# The halting problem for laymen [duplicate]

There is, however, no general procedure for determining whether an expression involving looping instructions will halt, even when humans are tasked with the inspection. The theoretical reason for this is the undecidability of the Halting Problem: there cannot exist some algorithm which determines whether any given program stops after finitely many computation steps.

Wondering what this is and what it means. Why is the Halting Problem undecidable. I don't understand, I feel like I could tell if a program terminates or not. Wondering what an example is of a program you can't tell will terminate or not.

def f(n):
if (n % 2 == 0):
return n/2
else:
return 3*n + 1
while (n != 1):
n = f(n)


Will this program always halt? Nobody knows! It's an open problem in mathematics. You can run it for specific instances, and if it halts, you know that it halts. But if it doesn't halt, you never know when to quit. You could run it for 1000000 steps, but maybe it halts after 1000001 steps?

We may be able to intuitively determine which programs halt. This is because we write programs in ways that make their halting obvious: we write loops over finite numbers, we try to have recursion over strictly smaller arguments.

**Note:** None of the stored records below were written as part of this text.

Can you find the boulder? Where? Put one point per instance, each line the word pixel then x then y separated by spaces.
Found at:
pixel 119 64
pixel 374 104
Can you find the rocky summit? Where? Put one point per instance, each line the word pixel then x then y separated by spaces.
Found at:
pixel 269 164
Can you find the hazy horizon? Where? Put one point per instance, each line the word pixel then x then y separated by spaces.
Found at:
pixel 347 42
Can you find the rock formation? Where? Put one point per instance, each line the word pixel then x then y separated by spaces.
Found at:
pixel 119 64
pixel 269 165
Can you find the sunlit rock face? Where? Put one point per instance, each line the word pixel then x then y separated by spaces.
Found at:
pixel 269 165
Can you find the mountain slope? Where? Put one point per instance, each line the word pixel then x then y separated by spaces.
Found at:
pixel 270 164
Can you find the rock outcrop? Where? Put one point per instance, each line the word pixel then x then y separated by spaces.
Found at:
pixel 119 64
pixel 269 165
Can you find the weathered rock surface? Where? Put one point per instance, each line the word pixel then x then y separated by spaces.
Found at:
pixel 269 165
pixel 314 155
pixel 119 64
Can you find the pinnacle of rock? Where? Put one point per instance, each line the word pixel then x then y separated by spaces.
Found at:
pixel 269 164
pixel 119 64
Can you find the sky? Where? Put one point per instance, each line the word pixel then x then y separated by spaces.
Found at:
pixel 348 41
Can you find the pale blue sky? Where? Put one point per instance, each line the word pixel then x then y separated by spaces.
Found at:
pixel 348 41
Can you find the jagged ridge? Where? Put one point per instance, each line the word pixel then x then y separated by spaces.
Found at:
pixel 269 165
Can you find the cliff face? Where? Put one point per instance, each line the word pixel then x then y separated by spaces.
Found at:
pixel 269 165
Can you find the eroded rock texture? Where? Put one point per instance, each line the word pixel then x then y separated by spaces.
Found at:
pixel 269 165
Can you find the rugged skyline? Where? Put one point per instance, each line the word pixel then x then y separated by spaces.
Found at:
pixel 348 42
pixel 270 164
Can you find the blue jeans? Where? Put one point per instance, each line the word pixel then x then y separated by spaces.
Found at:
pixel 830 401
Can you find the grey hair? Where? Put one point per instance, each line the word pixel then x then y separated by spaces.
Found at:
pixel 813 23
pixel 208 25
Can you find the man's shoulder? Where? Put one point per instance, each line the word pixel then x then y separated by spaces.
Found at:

It turns out there is a large class of programs which are guaranteed to halt, and almost everything you can think of falls into this class. So most of the time, things you're running across on a daily basis will halt. But not every program is in this class.

The Halting problem says that there is no algorithm which can take any program which halts and return whether it halts or not. It doesn't mean that, given a specific program, we can never know if it halts.